Dazu kommt eine neue Willkommensansicht, die nach Funktionsupdates eingeblendet wird. Diese Ansicht erklärt kurz, was sich geändert hat. Weil Notepad inzwischen häufiger über App Updates erweitert wird, soll diese Übersicht helfen, neue Funktionen schneller zu entdecken, ohne dass man lange in Versionshinweisen suchen muss.
Auch die KI gestützte Textgenerierung wird angepasst. Ergebnisse erscheinen künftig schrittweise, während sie erzeugt werden. Dadurch wirkt die Ausgabe schneller, weil man sofort sieht, dass etwas passiert, selbst wenn die eigentliche Rechenzeit gleich bleibt. Für viele Nutzer fühlt sich das flüssiger an, besonders bei längeren Antworten oder wenn man mit Entwürfen arbeitet.
Paint bekommt eine Malbuch Funktion mit KI und präzisere Füllwerkzeuge
Auch Paint erhält neue Funktionen, die das Programm kreativer und zugleich praktischer machen sollen. Am auffälligsten ist ein neuer Malbuch Modus, der auf Copilot+ PCs verfügbar ist. Dort kann das Gerät eine spezielle Recheneinheit nutzen, um Inhalte lokal zu verarbeiten. In diesem Modus erstellt Paint aus einer Texteingabe automatisch schwarz weiße Umrisszeichnungen, die sich wie Ausmalbilder verwenden lassen.
Der Ablauf ist einfach. Man öffnet Paint, wählt im Copilot Bereich die Malbuch Option aus und beschreibt kurz die gewünschte Szene. Danach erzeugt Paint mehrere Umrissvarianten, die man direkt ausmalen, weiterbearbeiten oder auch als Vorlage ausdrucken kann. Das ist vor allem für schnelle Skizzen, Unterrichtsmaterial oder einfache kreative Projekte interessant, ohne dass man zeichnerische Vorkenntnisse braucht.

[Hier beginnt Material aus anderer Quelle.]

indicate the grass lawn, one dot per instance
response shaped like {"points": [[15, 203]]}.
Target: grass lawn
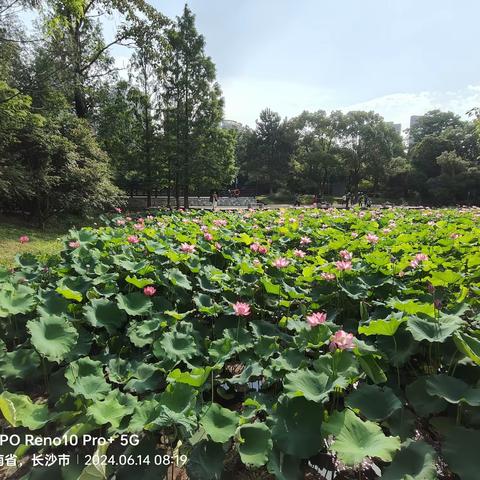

Daneben wird das Füllwerkzeug genauer steuerbar. Eine neue Toleranz Einstellung bestimmt, wie stark Paint angrenzende Bereiche beim Füllen mit einbezieht. Bei niedriger Toleranz bleibt die Farbe stärker innerhalb klarer Linien und läuft weniger in benachbarte Flächen. Das ist besonders nützlich bei feinen Konturen, bei Umrisszeichnungen und bei Details, bei denen bisher schnell unsaubere Kanten entstanden sind.
Die neuen Funktionen starten zuerst im Testprogramm für Windows Insider, konkret in den Canary und Dev Kanälen. Microsoft plant, die Änderungen anschließend schrittweise für alle Windows 11 Nutzer auszurollen. Der Malbuch Modus bleibt dabei an kompatible Copilot+ PCs gebunden. Wer die Neuerungen früher sehen möchte, sollte regelmäßig die App Updates prüfen, weil die Verbesserungen über die Apps verteilt werden und nicht zwingend an ein großes Windows Funktionsupdate gekoppelt sind.